我在 xml 中有此站点地图。我怎样才能得到每个 <loc>
?
<?xml version="1.0" encoding="UTF-8"?>
<urlset
xmlns="http://www.sitemaps.org/schemas/sitemap/0.9"
xmlns:xsi="http://www.w3.org/2001/XMLSchema-instance"
xsi:schemaLocation="http://www.sitemaps.org/schemas/sitemap/0.9
http://www.sitemaps.org/schemas/sitemap/0.9/sitemap.xsd">
<!-- created with Free Online Sitemap Generator www.xml-sitemaps.com -->
<url>
<loc>https://www.nsnam.org/wiki/Main_Page</loc>
<lastmod>2018-10-24T03:03:05+00:00</lastmod>
<priority>1.00</priority>
</url>
<url>
<loc>https://www.nsnam.org/wiki/Current_Development</loc>
<lastmod>2018-10-24T03:03:05+00:00</lastmod>
<priority>0.80</priority>
</url>
<url>
<loc>https://www.nsnam.org/wiki/Developer_FAQ</loc>
<lastmod>2018-10-24T03:03:05+00:00</lastmod>
<priority>0.80</priority>
</url>
程序看起来像这样。
import os.path
import xml.etree.ElementTree
import requests
from subprocess import call
def creatingListOfBrokenLinks():
if (os.path.isfile('sitemap.xml')):
e = xml.etree.ElementTree.parse('sitemap.xml').getroot()
file = open("all_broken_links.txt", "w")
for atype in e.findall('url'):
r = requests.get(atype.find('loc').text)
print(atype)
if (r.status_code == 404):
file.write(atype)
file.close()
if __name__ == "__main__":
creatingListOfBrokenLinks()
建议使用elementtree标准库包:
from xml.etree import ElementTree as ET
SITEMAP = """<?xml version="1.0" encoding="UTF-8"?>
<urlset
xmlns="http://www.sitemaps.org/schemas/sitemap/0.9"
xmlns:xsi="http://www.w3.org/2001/XMLSchema-instance"
xsi:schemaLocation="http://www.sitemaps.org/schemas/sitemap/0.9
http://www.sitemaps.org/schemas/sitemap/0.9/sitemap.xsd">
<!-- created with Free Online Sitemap Generator www.xml-sitemaps.com -->
...
...
</urlset>"""
urlset = ET.fromstring(SITEMAP)
loc_elements = urlset.iter("{http://www.sitemaps.org/schemas/sitemap/0.9}loc")
for loc_element in loc_elements:
print(loc_element.text)
文档链接:
更新:
- 您的代码出错的地方是 XML 命名空间处理。
- 此外,我的示例使用
.iter()
而不是 .findall()
/ .find()
来直接获取 loc
元素。根据 XML 的结构和用例,这可能可行也可能不可行。
你的代码在我这边工作得很好。
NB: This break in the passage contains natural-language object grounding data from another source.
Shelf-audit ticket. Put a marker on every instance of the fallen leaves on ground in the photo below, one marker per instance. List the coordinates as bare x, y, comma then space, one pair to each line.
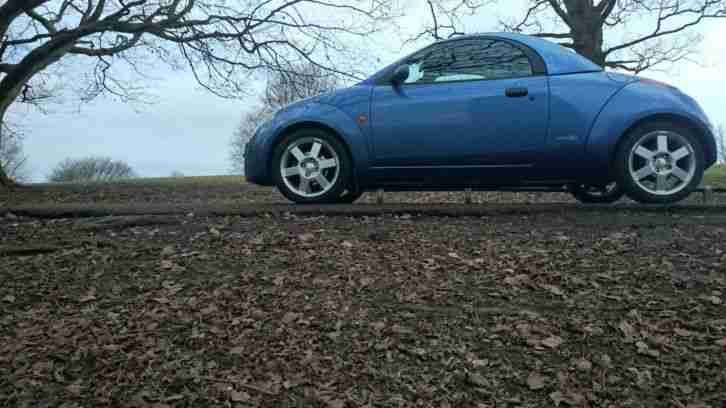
545, 310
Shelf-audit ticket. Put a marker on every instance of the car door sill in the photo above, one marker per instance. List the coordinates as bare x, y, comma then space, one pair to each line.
473, 166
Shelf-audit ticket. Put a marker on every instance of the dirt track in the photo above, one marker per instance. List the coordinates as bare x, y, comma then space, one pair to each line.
514, 305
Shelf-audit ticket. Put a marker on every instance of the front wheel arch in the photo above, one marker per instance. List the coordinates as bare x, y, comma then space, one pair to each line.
706, 142
315, 126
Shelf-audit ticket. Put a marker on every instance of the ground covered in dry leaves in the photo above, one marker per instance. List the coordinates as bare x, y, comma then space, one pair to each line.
601, 309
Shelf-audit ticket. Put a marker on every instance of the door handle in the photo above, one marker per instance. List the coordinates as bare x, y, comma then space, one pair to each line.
516, 92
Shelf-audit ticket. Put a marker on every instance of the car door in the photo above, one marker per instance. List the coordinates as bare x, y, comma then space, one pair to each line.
472, 111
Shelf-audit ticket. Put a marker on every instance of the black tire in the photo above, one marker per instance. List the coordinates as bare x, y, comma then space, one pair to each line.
349, 197
631, 187
606, 194
344, 163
您所要做的就是在 url
和 loc
之前添加:{http://www.sitemaps.org/schemas/sitemap/0.9}
这里:
import os.path
import xml.etree.ElementTree
import requests
from subprocess import call
def creatingListOfBrokenLinks():
if (os.path.isfile('sitemap.xml')):
e = xml.etree.ElementTree.parse('sitemap.xml').getroot()
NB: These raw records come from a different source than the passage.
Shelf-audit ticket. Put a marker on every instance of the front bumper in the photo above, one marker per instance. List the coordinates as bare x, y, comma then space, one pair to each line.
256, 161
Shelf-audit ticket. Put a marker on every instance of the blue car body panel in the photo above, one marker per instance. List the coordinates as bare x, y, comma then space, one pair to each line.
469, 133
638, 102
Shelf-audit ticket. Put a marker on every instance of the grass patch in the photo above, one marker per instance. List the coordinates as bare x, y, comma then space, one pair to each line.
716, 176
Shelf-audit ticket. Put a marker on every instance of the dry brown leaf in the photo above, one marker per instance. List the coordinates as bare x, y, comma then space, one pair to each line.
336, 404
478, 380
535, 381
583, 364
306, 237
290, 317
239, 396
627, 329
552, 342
file = open("all_broken_links.txt", "w")
for atype in e.findall('{http://www.sitemaps.org/schemas/sitemap/0.9}url'):
r = requests.get(atype.find('{http://www.sitemaps.org/schemas/sitemap/0.9}loc').text)
print(atype)
if (r.status_code == 404):
file.write(atype)
file.close()
if __name__ == "__main__":
creatingListOfBrokenLinks()
我在 xml 中有此站点地图。我怎样才能得到每个 <loc>
?
<?xml version="1.0" encoding="UTF-8"?>
<urlset
xmlns="http://www.sitemaps.org/schemas/sitemap/0.9"
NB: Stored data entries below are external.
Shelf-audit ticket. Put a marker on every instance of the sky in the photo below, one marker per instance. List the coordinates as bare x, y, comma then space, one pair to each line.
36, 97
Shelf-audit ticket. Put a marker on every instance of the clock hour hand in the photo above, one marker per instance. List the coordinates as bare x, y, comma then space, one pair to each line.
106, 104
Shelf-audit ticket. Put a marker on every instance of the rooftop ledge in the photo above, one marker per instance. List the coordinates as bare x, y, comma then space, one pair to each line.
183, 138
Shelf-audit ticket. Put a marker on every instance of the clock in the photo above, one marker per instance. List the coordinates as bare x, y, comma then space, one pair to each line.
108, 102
xmlns:xsi="http://www.w3.org/2001/XMLSchema-instance"
xsi:schemaLocation="http://www.sitemaps.org/schemas/sitemap/0.9
http://www.sitemaps.org/schemas/sitemap/0.9/sitemap.xsd">
<!-- created with Free Online Sitemap Generator www.xml-sitemaps.com -->
<url>
<loc>https://www.nsnam.org/wiki/Main_Page</loc>
<lastmod>2018-10-24T03:03:05+00:00</lastmod>
<priority>1.00</priority>
</url>
<url>
<loc>https://www.nsnam.org/wiki/Current_Development</loc>
<lastmod>2018-10-24T03:03:05+00:00</lastmod>
<priority>0.80</priority>
</url>
<url>
<loc>https://www.nsnam.org/wiki/Developer_FAQ</loc>
<lastmod>2018-10-24T03:03:05+00:00</lastmod>
<priority>0.80</priority>
</url>
程序看起来像这样。
import os.path
import xml.etree.ElementTree
import requests
from subprocess import call
def creatingListOfBrokenLinks():
if (os.path.isfile('sitemap.xml')):
e = xml.etree.ElementTree.parse('sitemap.xml').getroot()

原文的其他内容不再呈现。